What strengthened this study’s design is that in her research, Nomura was already looking at the impact of stress on pregnant women, so she was already working with a group of parents who’d delivered their babies before the storm.

It’s unethical to intentionally cause pregnant women stress, so you need to be ready for a natural experiment like this. “I was at the right place at the right time, and I already had a infrastructure ready to go,” Nomura told me.

In a study published in 2019, Nomura and her co-authors found that “the adverse effects of prenatal maternal depression on problematic temperament were amplified by in-utero Sandy exposure” for infants at six months.

Though Nomura’s latest publication builds on a body of research showing that stress on pregnant women affects their babies, the new study is a small one. And Newcorn cautioned parents not to worry unduly, despite the increased risk of disturbances found among children exposed to Sandy in the womb.

“When you can see the rates in the exposed versus unexposed groups, they’re a lot higher in the exposed group, but most people don’t have any of these things,” he said.

Nomura said the last thing parents should do is blame themselves. “Blame is still really toxic,” she said. We can’t control Mother Nature, but we can be attuned to our children’s development.

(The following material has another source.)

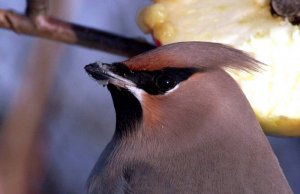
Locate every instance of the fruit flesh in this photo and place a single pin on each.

“Early detection and early intervention is a key for a better future,” she added. She told The Washington Post’s Caitlin Gibson that she wanted to continue to follow this group of children through their adolescence: “We are going to have to follow those kids to see how the manifestation of these disorders is going to present.”

In any case, Nomura doesn’t want the takeaway to be that the onus is solely on parents, early childhood educators, child therapists and paediatricians for repair or prevention of psychological damage to children caused by natural disasters.

To have a healthy society, we can’t just focus on individuals, she said. “Policymakers really have to invest in communities for children and pregnant women.”

That same policy emphasis should apply to the effects on children in utero and children affected by natural disasters after they’re born, especially when it comes to the most vulnerable communities, which is something our country has not been particularly good at over the past few decades, as storms have increased in frequency and power.

When a storm hits, most people who interact with children regularly “are dealing with acute cases,” Nomura said. “But then, years later, we forget about it. That long-term impact must be supported by policymakers.”

In September, Dauté Martin, who was 5 when Hurricane Katrina devastated New Orleans, wrote a guest essay for The Times about the ways in which the city and many of its residents are still reeling. She talks about watching the HBO documentary “Katrina Babies,” about Black children who lived through the 2005 storm, and the film’s revelation that those children never really felt safe after that trauma, even into young adulthood — including her.

The burden cannot be on any individual to fix a problem that, as Flowers points out, is deep and, at this point, at the center of overlapping crises.

While, yes, we can ask for increased screening of children who are exposed to natural disasters in utero, that feels like putting a Band-Aid on a deep wound. It’s an inadequate fix to a problem that will cascade over our lives, and our children’s lives, for years to come.